Part of our consulting practice is helping our clients select salespeople. Therefore, we interview a lot of candidates. More often than not, we hear from candidates young and old “I sell on relationships”, “developing relationships is most important”, “my business is built on relationships” and on and on.
Four Relationship Scenarios
When you think about relationships with customers or prospects they pretty much fall into one of four categories:
- You have a relationship AND you have the business.
- You have a relationship and wish you had the business, but you don’t.
- You have no relationship, but still have the business.
- You have no relationship AND you don’t have the business.
In categories 2 and 4, you have to outsell your competition. You have no other choice. Time spent on developing a relationship is pretty much wasted. It’s not that relationships aren’t important, you just don’t have one, so get over it and try something else.

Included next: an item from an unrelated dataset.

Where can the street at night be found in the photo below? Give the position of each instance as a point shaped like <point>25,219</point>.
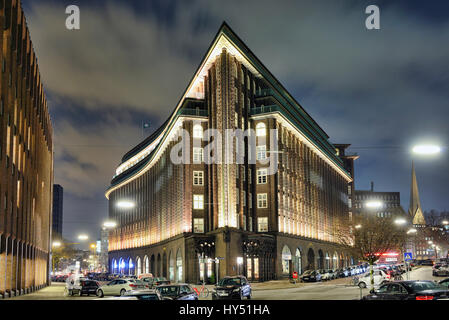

Does No Relationship Mean No Sale?
Of course not! If you have what you think is a strong relationship, but have yet to secure significant business from your prospect, it is quite likely your competitor has a stronger and deeper relationship with the account. Oh, oh, now you must rely on selling skills and not relationship building skills. You have to do some serious qualifying, ask some difficult questions and decide if you have any chance of getting the business.
Try This Approach
You have nothing to lose and everything to gain at this point. Try asking questions along the lines of:
“You know, Fred, we’ve known each other a long time and I you know I would really like the opportunity to show you how we can (save you money, improve quality, provide better lead times, reduce inventory, etc). What do I have to do to earn that opportunity?”
OR
“Fred, I’ve been calling on you a long time and haven’t been able to convince you to favor me with your business. May I suggest something new; how about we start over? I want to set a time to call on you as if we had never met. I will come in we will discuss all we can do to make your life better and easier. This will be a real sales call. All I ask is this; at the end of the session you tell me that you will give me the opportunity to show you what we can do by placing some orders with us. Or, you tell me I have no chance of getting any business and we can continue as friends with no expectations of doing business together. Would you agree to that?
Is this a bold move? You bet it is. But where are you now….nowhere! You should spend your time calling on prospects where you have real opportunities and NOT developing relationships that lead to no business.
Time is your most precious asset; don’t waste it.